Practicing almost all the time vs. fast tempo has prepared the Hogs, Pulley said.
“It helps us a lot,” he said. “Half the teams in the SEC probably go hurry-up now.”
Linebacker Dre Greenlaw said the daily practice against tempo in camp has made a difference.
“That hurry-up offense, a lot of teams try to do it,” he said. “They try to get you to
misalign and get you tired, out of your gap. But we’ve been doing this … hurry-up for a while, and I think Saturday when the boys and everybody is jacked up and ready to go, I think we’re going to be ready to play. We’ve been seeing it all spring and all fall, and we’re expecting it during Saturday’s game, so we’ll see how it goes from there.”
The Panthers have established skill players such as senior running back Isaiah Johnson and receivers Alexander Hollins and Aaron Gooch, but their two likely options at quarterback are both transfers.

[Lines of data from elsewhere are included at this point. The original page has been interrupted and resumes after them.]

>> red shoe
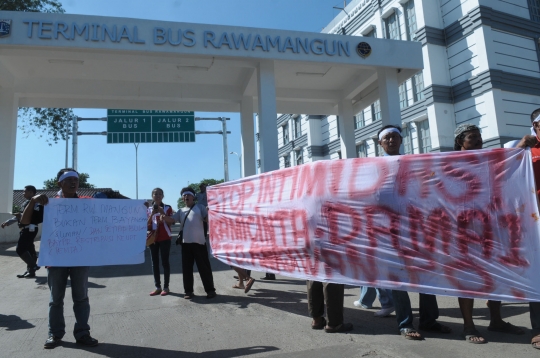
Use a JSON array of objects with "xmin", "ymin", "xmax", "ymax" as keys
[
  {"xmin": 149, "ymin": 288, "xmax": 162, "ymax": 296},
  {"xmin": 160, "ymin": 288, "xmax": 170, "ymax": 296}
]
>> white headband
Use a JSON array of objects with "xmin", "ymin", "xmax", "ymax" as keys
[
  {"xmin": 58, "ymin": 171, "xmax": 79, "ymax": 182},
  {"xmin": 378, "ymin": 128, "xmax": 401, "ymax": 141},
  {"xmin": 182, "ymin": 191, "xmax": 195, "ymax": 197},
  {"xmin": 531, "ymin": 114, "xmax": 540, "ymax": 136}
]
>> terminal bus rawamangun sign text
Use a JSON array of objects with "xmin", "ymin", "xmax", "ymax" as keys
[{"xmin": 106, "ymin": 109, "xmax": 195, "ymax": 144}]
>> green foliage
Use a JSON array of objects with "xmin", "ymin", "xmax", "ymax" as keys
[
  {"xmin": 12, "ymin": 204, "xmax": 21, "ymax": 213},
  {"xmin": 19, "ymin": 108, "xmax": 76, "ymax": 145},
  {"xmin": 177, "ymin": 178, "xmax": 224, "ymax": 209},
  {"xmin": 43, "ymin": 172, "xmax": 96, "ymax": 189},
  {"xmin": 7, "ymin": 0, "xmax": 70, "ymax": 145},
  {"xmin": 0, "ymin": 0, "xmax": 65, "ymax": 12}
]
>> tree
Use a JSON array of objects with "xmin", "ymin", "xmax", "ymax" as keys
[
  {"xmin": 43, "ymin": 173, "xmax": 96, "ymax": 189},
  {"xmin": 177, "ymin": 178, "xmax": 224, "ymax": 209},
  {"xmin": 4, "ymin": 0, "xmax": 71, "ymax": 145},
  {"xmin": 0, "ymin": 0, "xmax": 64, "ymax": 13}
]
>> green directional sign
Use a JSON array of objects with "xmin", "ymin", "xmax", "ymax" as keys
[{"xmin": 106, "ymin": 109, "xmax": 195, "ymax": 144}]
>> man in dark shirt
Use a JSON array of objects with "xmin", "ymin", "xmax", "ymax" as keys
[
  {"xmin": 25, "ymin": 168, "xmax": 98, "ymax": 349},
  {"xmin": 2, "ymin": 185, "xmax": 43, "ymax": 278}
]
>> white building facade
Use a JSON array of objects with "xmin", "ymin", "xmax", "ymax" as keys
[{"xmin": 267, "ymin": 0, "xmax": 540, "ymax": 170}]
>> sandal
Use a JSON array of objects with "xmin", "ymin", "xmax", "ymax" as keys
[
  {"xmin": 419, "ymin": 322, "xmax": 452, "ymax": 334},
  {"xmin": 532, "ymin": 334, "xmax": 540, "ymax": 350},
  {"xmin": 232, "ymin": 284, "xmax": 244, "ymax": 289},
  {"xmin": 463, "ymin": 329, "xmax": 487, "ymax": 344},
  {"xmin": 400, "ymin": 328, "xmax": 423, "ymax": 340},
  {"xmin": 487, "ymin": 321, "xmax": 525, "ymax": 335},
  {"xmin": 311, "ymin": 317, "xmax": 326, "ymax": 330},
  {"xmin": 244, "ymin": 278, "xmax": 256, "ymax": 293},
  {"xmin": 325, "ymin": 322, "xmax": 353, "ymax": 333}
]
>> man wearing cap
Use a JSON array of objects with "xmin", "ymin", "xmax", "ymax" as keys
[
  {"xmin": 167, "ymin": 187, "xmax": 216, "ymax": 299},
  {"xmin": 27, "ymin": 168, "xmax": 98, "ymax": 349},
  {"xmin": 2, "ymin": 185, "xmax": 43, "ymax": 278},
  {"xmin": 378, "ymin": 125, "xmax": 452, "ymax": 340}
]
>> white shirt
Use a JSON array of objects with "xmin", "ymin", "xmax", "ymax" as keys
[{"xmin": 172, "ymin": 204, "xmax": 207, "ymax": 245}]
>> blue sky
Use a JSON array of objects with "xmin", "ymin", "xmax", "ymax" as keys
[{"xmin": 14, "ymin": 0, "xmax": 347, "ymax": 205}]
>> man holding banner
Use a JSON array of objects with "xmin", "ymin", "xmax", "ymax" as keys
[
  {"xmin": 527, "ymin": 107, "xmax": 540, "ymax": 350},
  {"xmin": 377, "ymin": 125, "xmax": 451, "ymax": 340},
  {"xmin": 27, "ymin": 168, "xmax": 99, "ymax": 350}
]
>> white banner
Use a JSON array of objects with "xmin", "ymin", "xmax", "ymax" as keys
[
  {"xmin": 208, "ymin": 148, "xmax": 540, "ymax": 301},
  {"xmin": 38, "ymin": 198, "xmax": 147, "ymax": 266}
]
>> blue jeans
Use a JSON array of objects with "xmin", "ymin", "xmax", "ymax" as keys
[
  {"xmin": 359, "ymin": 287, "xmax": 394, "ymax": 309},
  {"xmin": 531, "ymin": 302, "xmax": 540, "ymax": 335},
  {"xmin": 47, "ymin": 267, "xmax": 91, "ymax": 339},
  {"xmin": 392, "ymin": 290, "xmax": 439, "ymax": 330}
]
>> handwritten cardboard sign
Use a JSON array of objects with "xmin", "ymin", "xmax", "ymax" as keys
[
  {"xmin": 208, "ymin": 148, "xmax": 540, "ymax": 301},
  {"xmin": 38, "ymin": 198, "xmax": 147, "ymax": 266}
]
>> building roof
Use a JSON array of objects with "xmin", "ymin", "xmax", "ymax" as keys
[{"xmin": 12, "ymin": 188, "xmax": 129, "ymax": 209}]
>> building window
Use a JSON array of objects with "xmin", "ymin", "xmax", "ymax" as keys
[
  {"xmin": 364, "ymin": 28, "xmax": 376, "ymax": 38},
  {"xmin": 401, "ymin": 123, "xmax": 413, "ymax": 154},
  {"xmin": 337, "ymin": 151, "xmax": 342, "ymax": 159},
  {"xmin": 412, "ymin": 72, "xmax": 425, "ymax": 102},
  {"xmin": 257, "ymin": 159, "xmax": 261, "ymax": 168},
  {"xmin": 294, "ymin": 116, "xmax": 302, "ymax": 138},
  {"xmin": 296, "ymin": 149, "xmax": 303, "ymax": 165},
  {"xmin": 282, "ymin": 122, "xmax": 289, "ymax": 145},
  {"xmin": 355, "ymin": 111, "xmax": 365, "ymax": 129},
  {"xmin": 385, "ymin": 12, "xmax": 400, "ymax": 40},
  {"xmin": 418, "ymin": 120, "xmax": 432, "ymax": 153},
  {"xmin": 336, "ymin": 116, "xmax": 341, "ymax": 138},
  {"xmin": 356, "ymin": 142, "xmax": 367, "ymax": 158},
  {"xmin": 399, "ymin": 83, "xmax": 408, "ymax": 109},
  {"xmin": 371, "ymin": 100, "xmax": 381, "ymax": 121},
  {"xmin": 404, "ymin": 0, "xmax": 417, "ymax": 40},
  {"xmin": 377, "ymin": 143, "xmax": 385, "ymax": 156},
  {"xmin": 284, "ymin": 154, "xmax": 291, "ymax": 168},
  {"xmin": 529, "ymin": 0, "xmax": 540, "ymax": 22}
]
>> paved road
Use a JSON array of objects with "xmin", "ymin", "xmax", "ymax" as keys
[{"xmin": 0, "ymin": 238, "xmax": 537, "ymax": 358}]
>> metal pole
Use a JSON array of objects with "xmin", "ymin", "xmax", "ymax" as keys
[
  {"xmin": 65, "ymin": 120, "xmax": 69, "ymax": 168},
  {"xmin": 72, "ymin": 117, "xmax": 78, "ymax": 170},
  {"xmin": 134, "ymin": 143, "xmax": 139, "ymax": 199},
  {"xmin": 230, "ymin": 151, "xmax": 242, "ymax": 179},
  {"xmin": 222, "ymin": 117, "xmax": 229, "ymax": 182}
]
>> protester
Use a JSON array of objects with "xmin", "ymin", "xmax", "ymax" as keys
[
  {"xmin": 307, "ymin": 280, "xmax": 353, "ymax": 333},
  {"xmin": 353, "ymin": 287, "xmax": 394, "ymax": 317},
  {"xmin": 147, "ymin": 188, "xmax": 174, "ymax": 296},
  {"xmin": 24, "ymin": 168, "xmax": 98, "ymax": 349},
  {"xmin": 165, "ymin": 187, "xmax": 216, "ymax": 299},
  {"xmin": 453, "ymin": 123, "xmax": 536, "ymax": 344},
  {"xmin": 519, "ymin": 108, "xmax": 540, "ymax": 350},
  {"xmin": 378, "ymin": 124, "xmax": 451, "ymax": 340},
  {"xmin": 231, "ymin": 266, "xmax": 256, "ymax": 294},
  {"xmin": 1, "ymin": 185, "xmax": 42, "ymax": 278}
]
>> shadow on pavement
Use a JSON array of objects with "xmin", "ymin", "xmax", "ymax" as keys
[
  {"xmin": 0, "ymin": 314, "xmax": 35, "ymax": 331},
  {"xmin": 60, "ymin": 342, "xmax": 279, "ymax": 357}
]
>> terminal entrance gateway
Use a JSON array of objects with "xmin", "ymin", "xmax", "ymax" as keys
[{"xmin": 0, "ymin": 10, "xmax": 423, "ymax": 227}]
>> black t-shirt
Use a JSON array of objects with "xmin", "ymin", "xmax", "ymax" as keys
[{"xmin": 18, "ymin": 199, "xmax": 44, "ymax": 228}]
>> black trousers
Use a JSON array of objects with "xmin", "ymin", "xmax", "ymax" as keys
[
  {"xmin": 149, "ymin": 240, "xmax": 171, "ymax": 288},
  {"xmin": 306, "ymin": 280, "xmax": 344, "ymax": 327},
  {"xmin": 16, "ymin": 228, "xmax": 38, "ymax": 268},
  {"xmin": 181, "ymin": 243, "xmax": 215, "ymax": 294}
]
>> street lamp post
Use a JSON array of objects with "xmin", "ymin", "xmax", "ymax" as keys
[{"xmin": 230, "ymin": 151, "xmax": 242, "ymax": 179}]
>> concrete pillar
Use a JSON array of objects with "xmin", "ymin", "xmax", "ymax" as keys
[
  {"xmin": 257, "ymin": 60, "xmax": 279, "ymax": 172},
  {"xmin": 0, "ymin": 89, "xmax": 18, "ymax": 213},
  {"xmin": 240, "ymin": 96, "xmax": 256, "ymax": 177},
  {"xmin": 337, "ymin": 99, "xmax": 357, "ymax": 159},
  {"xmin": 377, "ymin": 68, "xmax": 402, "ymax": 127}
]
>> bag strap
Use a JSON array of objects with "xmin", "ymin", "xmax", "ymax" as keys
[{"xmin": 181, "ymin": 206, "xmax": 193, "ymax": 230}]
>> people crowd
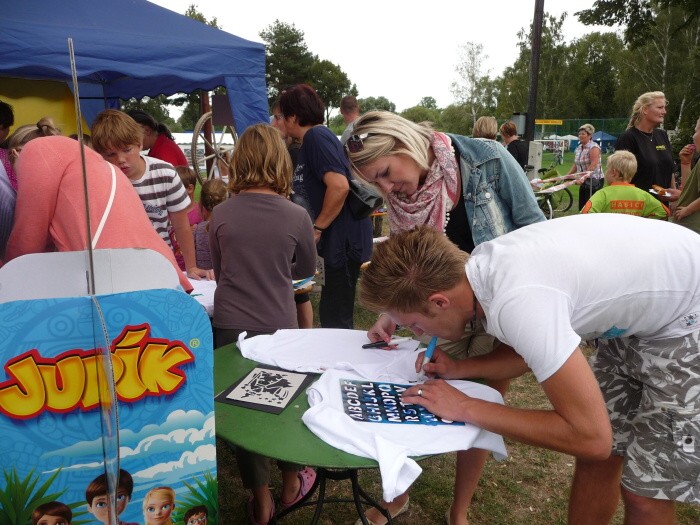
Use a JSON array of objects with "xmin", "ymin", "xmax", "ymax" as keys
[{"xmin": 1, "ymin": 81, "xmax": 699, "ymax": 525}]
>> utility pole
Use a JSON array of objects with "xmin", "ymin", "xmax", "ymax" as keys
[{"xmin": 525, "ymin": 0, "xmax": 545, "ymax": 142}]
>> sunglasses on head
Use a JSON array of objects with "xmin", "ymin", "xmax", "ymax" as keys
[{"xmin": 345, "ymin": 133, "xmax": 376, "ymax": 154}]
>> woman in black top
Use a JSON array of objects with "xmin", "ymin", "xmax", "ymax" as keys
[{"xmin": 614, "ymin": 91, "xmax": 675, "ymax": 194}]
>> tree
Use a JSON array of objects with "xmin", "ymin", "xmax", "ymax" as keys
[
  {"xmin": 440, "ymin": 104, "xmax": 473, "ymax": 135},
  {"xmin": 184, "ymin": 3, "xmax": 217, "ymax": 25},
  {"xmin": 328, "ymin": 114, "xmax": 346, "ymax": 136},
  {"xmin": 260, "ymin": 20, "xmax": 315, "ymax": 106},
  {"xmin": 358, "ymin": 96, "xmax": 396, "ymax": 113},
  {"xmin": 494, "ymin": 14, "xmax": 574, "ymax": 120},
  {"xmin": 400, "ymin": 106, "xmax": 441, "ymax": 128},
  {"xmin": 451, "ymin": 42, "xmax": 494, "ymax": 128},
  {"xmin": 309, "ymin": 59, "xmax": 352, "ymax": 124},
  {"xmin": 576, "ymin": 0, "xmax": 700, "ymax": 48},
  {"xmin": 566, "ymin": 32, "xmax": 626, "ymax": 118},
  {"xmin": 419, "ymin": 97, "xmax": 438, "ymax": 110},
  {"xmin": 613, "ymin": 4, "xmax": 700, "ymax": 131},
  {"xmin": 121, "ymin": 95, "xmax": 178, "ymax": 130}
]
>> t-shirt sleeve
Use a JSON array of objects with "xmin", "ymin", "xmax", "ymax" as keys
[
  {"xmin": 646, "ymin": 197, "xmax": 670, "ymax": 219},
  {"xmin": 614, "ymin": 132, "xmax": 636, "ymax": 154},
  {"xmin": 582, "ymin": 191, "xmax": 604, "ymax": 214},
  {"xmin": 490, "ymin": 286, "xmax": 581, "ymax": 382},
  {"xmin": 305, "ymin": 130, "xmax": 350, "ymax": 183},
  {"xmin": 164, "ymin": 168, "xmax": 191, "ymax": 213}
]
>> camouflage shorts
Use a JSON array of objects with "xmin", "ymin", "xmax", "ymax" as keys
[{"xmin": 591, "ymin": 330, "xmax": 700, "ymax": 503}]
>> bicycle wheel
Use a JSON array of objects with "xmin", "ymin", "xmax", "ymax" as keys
[
  {"xmin": 550, "ymin": 188, "xmax": 573, "ymax": 213},
  {"xmin": 537, "ymin": 194, "xmax": 553, "ymax": 220}
]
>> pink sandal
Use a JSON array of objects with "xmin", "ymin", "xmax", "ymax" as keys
[{"xmin": 280, "ymin": 467, "xmax": 316, "ymax": 509}]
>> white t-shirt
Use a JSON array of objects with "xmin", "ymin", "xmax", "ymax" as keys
[
  {"xmin": 468, "ymin": 214, "xmax": 700, "ymax": 382},
  {"xmin": 238, "ymin": 329, "xmax": 421, "ymax": 379}
]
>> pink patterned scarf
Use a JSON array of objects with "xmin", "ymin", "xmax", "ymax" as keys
[{"xmin": 388, "ymin": 132, "xmax": 460, "ymax": 235}]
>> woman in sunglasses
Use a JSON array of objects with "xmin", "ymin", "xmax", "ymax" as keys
[{"xmin": 346, "ymin": 111, "xmax": 544, "ymax": 525}]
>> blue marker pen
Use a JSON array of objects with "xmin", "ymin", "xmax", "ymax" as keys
[{"xmin": 418, "ymin": 336, "xmax": 438, "ymax": 381}]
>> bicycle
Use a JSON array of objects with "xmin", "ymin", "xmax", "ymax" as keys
[
  {"xmin": 525, "ymin": 165, "xmax": 575, "ymax": 220},
  {"xmin": 535, "ymin": 167, "xmax": 574, "ymax": 219}
]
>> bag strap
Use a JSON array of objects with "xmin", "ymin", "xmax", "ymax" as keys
[{"xmin": 92, "ymin": 162, "xmax": 117, "ymax": 249}]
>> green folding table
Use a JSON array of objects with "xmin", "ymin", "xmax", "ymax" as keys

The Razorbacks expect the quarterback starter to be Harry Woodbery, who passed for 2,131 yards and 12 touchdowns at Navarro (Texas) Junior College before heading, along with offensive coordinator Scott Parr, to the Panthers’ program led by former Razorback safety and receiver Kim Dameron.
Woodbery is a 6-2, 200-pound junior. Johnathan Brantley, a 6-1, 195-pound junior who transferred from
Tulane, is also going to play, Dameron said.
“The starting quarterback, watching his film going off juco tape and everything, I feel like he has a great arm on him,” Ramirez said. “He knows how to run the offense they run over there. I feel like he cuts off the field pretty fast, so it’s going to be a great opportunity to make plays.
“The second quarterback is a great runner. When he gets in, we have to be alert for the speed option. So one is more gunslinger and one is more of a running quarterback.”
Greenlaw said the defense is ready for whatever speed Eastern Illinois brings.
“The way we practice and the way spring ball has been constructed and fall camp, I think we’re more than ready to face any tempo offense that we play,” he said.
“The thing is it’s speeded up a little bit, which means the communication has to be speeded up a little bit,” Chavis said. “But that’s not new, either. We’ve been doing that all spring and all fall practice.”